Interval Estimates

Interval Estimates are used to provide more information about the precision capability of the analysis. The lower and upper bounds indicate how well the true trends in the response surface have been modeled. Intervals can be shown on model graphs and are part of the post-analysis reports.

The default value for all the intervals have a confidence level (1-α) of 95%. The default proportion of individuals for tolerance intervals (P) is is 99%. These values can be changed under the Edit menu, Preferences, Math, Math Analysis section.

Confidence Interval

The “confidence” in “confidence level” is the percentage of intervals generated from samples (or designs) drawn from the same population that contain a true population parameter such as mean or individual outcomes.

The confidence interval (CI) bounds the true mean (average) of the population. It is part of the Point Prediction output.

Prediction Interval

The prediction interval (PI) bounds the average of a future sample of a given size. If the sample size is one, then sample can be thought of as the next observation. It is part of the Confirmation output.

The prediction interval will be wider than the confidence interval because it must include the unknown variation of a sample. The prediction interval is for the average of a small sample whereas the confidence interval is for the average of the population (an infinite sample).

Tolerance Interval

The tolerance interval (TI) contains at least a given proportion (P) of all individual outcomes.

The tolerance interval is the widest because it attempts to account for the variability observed in the experiment and the unobserved variation from all individual outcomes drawn from the same population.


Math Details

(1-α)*100% Confidence Interval

\(\hat{y}\pm t_{(1-\frac{\alpha}{2}, n-p)}\cdot SE\)

where the standard error of the design at \(x_0\) is,

\(SE = s \cdot \sqrt{x_0 (X^T X)^{-1}x_0^T}\)

(1-α)*100% Prediction Interval

\(\hat{y}\pm t_{(1-\frac{\alpha}{2},n-p)}\cdot SE_{pred}\)

where the prediction error for one future response measurement at point \(x_0\) is,

\(SE_{pred} = s \cdot \sqrt{1 + x_0(X^T X)^{-1}x_0^T}\)

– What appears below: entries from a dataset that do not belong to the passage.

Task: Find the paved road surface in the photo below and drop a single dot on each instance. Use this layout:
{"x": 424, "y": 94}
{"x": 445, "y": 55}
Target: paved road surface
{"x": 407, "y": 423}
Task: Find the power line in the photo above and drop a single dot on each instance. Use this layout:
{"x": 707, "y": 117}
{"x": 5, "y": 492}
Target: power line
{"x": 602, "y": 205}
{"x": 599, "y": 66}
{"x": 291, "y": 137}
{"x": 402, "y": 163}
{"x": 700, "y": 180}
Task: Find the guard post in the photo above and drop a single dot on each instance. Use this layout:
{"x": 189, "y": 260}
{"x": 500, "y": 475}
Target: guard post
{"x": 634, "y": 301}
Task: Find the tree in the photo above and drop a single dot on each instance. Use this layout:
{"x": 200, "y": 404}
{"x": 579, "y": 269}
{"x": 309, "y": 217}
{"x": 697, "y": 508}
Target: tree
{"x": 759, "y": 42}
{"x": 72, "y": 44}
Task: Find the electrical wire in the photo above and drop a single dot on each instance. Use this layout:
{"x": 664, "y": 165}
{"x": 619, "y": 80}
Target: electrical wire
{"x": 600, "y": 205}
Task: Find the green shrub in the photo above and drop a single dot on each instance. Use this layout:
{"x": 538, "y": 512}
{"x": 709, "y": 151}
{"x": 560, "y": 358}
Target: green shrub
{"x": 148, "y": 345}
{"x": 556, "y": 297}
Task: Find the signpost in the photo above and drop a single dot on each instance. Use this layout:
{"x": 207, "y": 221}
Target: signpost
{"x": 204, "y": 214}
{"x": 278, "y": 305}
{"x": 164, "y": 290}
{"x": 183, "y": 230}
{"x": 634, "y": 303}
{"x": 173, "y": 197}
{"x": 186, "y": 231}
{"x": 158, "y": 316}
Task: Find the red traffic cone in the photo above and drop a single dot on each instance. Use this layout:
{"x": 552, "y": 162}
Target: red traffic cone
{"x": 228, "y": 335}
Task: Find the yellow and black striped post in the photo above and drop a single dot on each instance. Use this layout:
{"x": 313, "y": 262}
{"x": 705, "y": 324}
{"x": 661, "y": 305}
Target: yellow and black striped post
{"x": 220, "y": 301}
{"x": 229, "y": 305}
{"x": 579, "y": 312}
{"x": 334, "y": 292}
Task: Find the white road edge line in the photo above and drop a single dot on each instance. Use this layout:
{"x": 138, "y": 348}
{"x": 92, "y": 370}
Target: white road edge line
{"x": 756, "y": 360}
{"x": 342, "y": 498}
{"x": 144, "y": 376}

These are the prediction intervals available on the graphs. See the Confirmation node entry for an example of how this formula changes for multiple confirmation observations at \(x_0\).

(1-α)*100% Tolerance Interval for P * 100% of the population

\(\hat{y}\pm s \cdot (\mathrm{TI~Multiplier})\)

where the multiplier is,

\(\mathrm{TI~Multiplier} = t_{(1-\alpha, n-p)} \cdot \sqrt{x_0 (X^TX)^{-1}x_0^T} + \Phi^{-1}\left(0.5 + P/2\right) \cdot\sqrt{\frac{n-p}{\chi^2_{(\alpha, n-p)}}}\)

The TI uses only \(\scriptstyle \alpha\) rather than \(\scriptstyle \alpha/2\) to compute the two-tailed interval.

Symbols:

\(\hat{y}\) predicted value at \(x_0\)
\(s\) estimated standard deviation
\(t\) student’s t critical value
\(\alpha\) acceptable type I error rate (1 - confidence level)
\(n\) number of runs in the design
\(p\) The number of terms in the model including the intercept
\(P\) proportion of the population contained in the tolerance interval
\(X\) expanded model matrix *
\(x_0\) expanded point vector
\(\Phi\) inverse normal function to convert the proportion to a normal score
\(\chi^2\) Chi-Square critical value
n-p is also the residual degrees of freedom (df) from the ANOVA.
The superscript T indicates the previous matrix is transposed.
The superscript -1 indicates the previous matrix is inverted.
*

The expanded model matrix (X) has one row for each run in the design and one column for each term in the model. The values in the X matrix are assumed to be coded values. The first column is typically all 1’s to represent the intercept term of the model. For mixture designs there is no intercept term in the Scheffé polynomial thus this column is not present.

The expanded point vector is a way to represent the settings of the factors for a particular location for purposes of prediction. Think of it as a matrix with one row. It has a similar structure to a row of the expanded model matrix; one element for each term in the model. The order of the terms represented by the model matrix’s columns and the point vector’s elements must match.

The residual (error) degrees of freedom for a split-plot design are estimated using the procedure outlined by Kenward and Roger. This value is shown on the point prediction output.

References

  • DeGryze, Langhans, and Vandebroek. Using the correct intervals for prediction: a tutorial on tolerance intervals of ordinary least-squares regression. Chemometrics and Intelligent Laboratory Systems, 87(2):147–154, 2007.

  • Hahn and Meeker. Statistical Intervals, A Guide for Practitioners. 1991.

  • Kenward and Roger. Small sample inference for fixed effects from restricted maximum likelihood. Biometrics, 53(3):983–997, 1997.